Opposition senator and mediator Piedad Córdoba had proposed the congressman, after the government’s proposal to allow the Vatican to bring forth a guarantor was considered impossible by several parties and reportedly turned down by the FARC itself.
Colombian Bishop Ruben Salazar responded that the Church would not take part in the process, because of its bad relations with the FARC. “They do not welcome the intervention of the Catholic Church. I don’t
know what the role of the Church could be in this task of liberation,”
The presence of a foreign observer was one of the FARC’s demands for the release of four members of the security forces and two politicians. The government has rejected any foreign interference concerning guerrilla matters since July 2008.
The Government, despite the withdrawal of the church, sticks to its authorization of the Vatican, bringing the liberation process to a complete standstill and sending Córdoba back to mediating who could be the foreign guarantor.
Relatives of the hostages are disappointed of the government’s refusal to allow the U.S. congressman.
“I believe the most viable option would have been that the government accepted the congressman, but as I see it the government wants our children to rot in the mountains,” the father of one of the soldiers told Caracol Radio.

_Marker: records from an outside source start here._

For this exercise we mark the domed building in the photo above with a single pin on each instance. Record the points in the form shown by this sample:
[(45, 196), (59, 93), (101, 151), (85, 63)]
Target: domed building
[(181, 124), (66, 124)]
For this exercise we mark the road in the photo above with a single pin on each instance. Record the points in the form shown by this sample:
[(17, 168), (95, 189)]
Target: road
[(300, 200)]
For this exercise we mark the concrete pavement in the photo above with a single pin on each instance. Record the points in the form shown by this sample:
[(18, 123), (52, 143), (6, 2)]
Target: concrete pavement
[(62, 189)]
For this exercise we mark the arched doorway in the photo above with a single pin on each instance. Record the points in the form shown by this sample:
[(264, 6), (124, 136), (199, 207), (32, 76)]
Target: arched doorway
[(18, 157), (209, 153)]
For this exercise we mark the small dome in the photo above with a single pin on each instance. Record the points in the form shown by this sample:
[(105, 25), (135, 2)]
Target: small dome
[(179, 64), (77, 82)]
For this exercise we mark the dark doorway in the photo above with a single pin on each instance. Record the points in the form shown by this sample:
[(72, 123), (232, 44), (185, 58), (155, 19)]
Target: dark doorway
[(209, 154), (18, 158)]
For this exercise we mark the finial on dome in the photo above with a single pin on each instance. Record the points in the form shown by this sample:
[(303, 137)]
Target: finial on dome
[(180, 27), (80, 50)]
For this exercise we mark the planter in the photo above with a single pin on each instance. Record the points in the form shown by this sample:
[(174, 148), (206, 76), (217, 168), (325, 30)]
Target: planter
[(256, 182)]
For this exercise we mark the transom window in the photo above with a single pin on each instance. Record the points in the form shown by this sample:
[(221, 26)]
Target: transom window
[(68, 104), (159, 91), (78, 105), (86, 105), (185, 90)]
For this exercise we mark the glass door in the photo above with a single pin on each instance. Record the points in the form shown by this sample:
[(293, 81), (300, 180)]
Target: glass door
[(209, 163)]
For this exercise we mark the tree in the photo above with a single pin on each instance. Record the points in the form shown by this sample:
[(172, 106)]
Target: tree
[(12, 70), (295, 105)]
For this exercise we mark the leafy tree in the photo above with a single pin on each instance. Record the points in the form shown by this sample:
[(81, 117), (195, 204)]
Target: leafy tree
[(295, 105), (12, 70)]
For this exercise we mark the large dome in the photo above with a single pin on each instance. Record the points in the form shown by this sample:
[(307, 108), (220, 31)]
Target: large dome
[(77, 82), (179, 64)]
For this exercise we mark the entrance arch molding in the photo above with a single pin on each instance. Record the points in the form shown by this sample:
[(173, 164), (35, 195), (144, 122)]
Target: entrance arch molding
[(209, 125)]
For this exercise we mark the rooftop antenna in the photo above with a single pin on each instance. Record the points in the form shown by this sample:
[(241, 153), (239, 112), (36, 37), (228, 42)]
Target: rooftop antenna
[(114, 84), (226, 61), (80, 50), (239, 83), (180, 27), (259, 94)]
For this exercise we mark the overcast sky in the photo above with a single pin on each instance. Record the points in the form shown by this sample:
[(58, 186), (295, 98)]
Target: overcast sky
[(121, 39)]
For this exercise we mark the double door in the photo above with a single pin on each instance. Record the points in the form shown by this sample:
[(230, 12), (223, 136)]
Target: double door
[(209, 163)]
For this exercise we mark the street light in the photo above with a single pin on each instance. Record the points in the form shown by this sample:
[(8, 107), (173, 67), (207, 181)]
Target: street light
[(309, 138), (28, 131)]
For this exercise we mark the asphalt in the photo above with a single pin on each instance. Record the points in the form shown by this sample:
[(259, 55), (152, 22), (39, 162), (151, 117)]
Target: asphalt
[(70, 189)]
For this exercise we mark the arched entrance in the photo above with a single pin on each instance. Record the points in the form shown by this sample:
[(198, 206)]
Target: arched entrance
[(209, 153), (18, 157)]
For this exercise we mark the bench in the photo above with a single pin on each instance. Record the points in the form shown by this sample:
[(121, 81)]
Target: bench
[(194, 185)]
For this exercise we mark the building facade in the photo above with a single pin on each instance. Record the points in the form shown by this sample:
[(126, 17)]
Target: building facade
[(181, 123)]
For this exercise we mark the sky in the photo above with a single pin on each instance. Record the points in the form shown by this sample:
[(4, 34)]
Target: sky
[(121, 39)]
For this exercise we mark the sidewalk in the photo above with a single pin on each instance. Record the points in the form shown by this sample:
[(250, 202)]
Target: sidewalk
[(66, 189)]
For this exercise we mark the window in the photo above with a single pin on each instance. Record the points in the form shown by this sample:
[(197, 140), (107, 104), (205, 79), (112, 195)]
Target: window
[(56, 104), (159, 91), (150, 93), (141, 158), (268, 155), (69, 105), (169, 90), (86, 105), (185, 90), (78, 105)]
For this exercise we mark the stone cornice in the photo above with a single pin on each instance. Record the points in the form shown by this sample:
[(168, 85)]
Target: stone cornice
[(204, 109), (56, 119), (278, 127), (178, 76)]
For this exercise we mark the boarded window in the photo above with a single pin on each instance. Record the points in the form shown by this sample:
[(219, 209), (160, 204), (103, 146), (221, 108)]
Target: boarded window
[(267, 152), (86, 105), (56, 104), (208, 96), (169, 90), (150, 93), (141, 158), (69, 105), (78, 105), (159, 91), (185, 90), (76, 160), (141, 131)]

Defense Minister Juan Manuel Santos blames the guerrillas for the delay and says they are cheating the Colombian people. “The rebels did and do not show signs they really will do what they promised,” Santos told newspaper El Espectador Wednesday.
The FARC promised in December to release the six hostages. The demand of the FARC to involve a foreign observer and the government’s refusal to allow any foreign interference has stalled the release for more than two weeks already.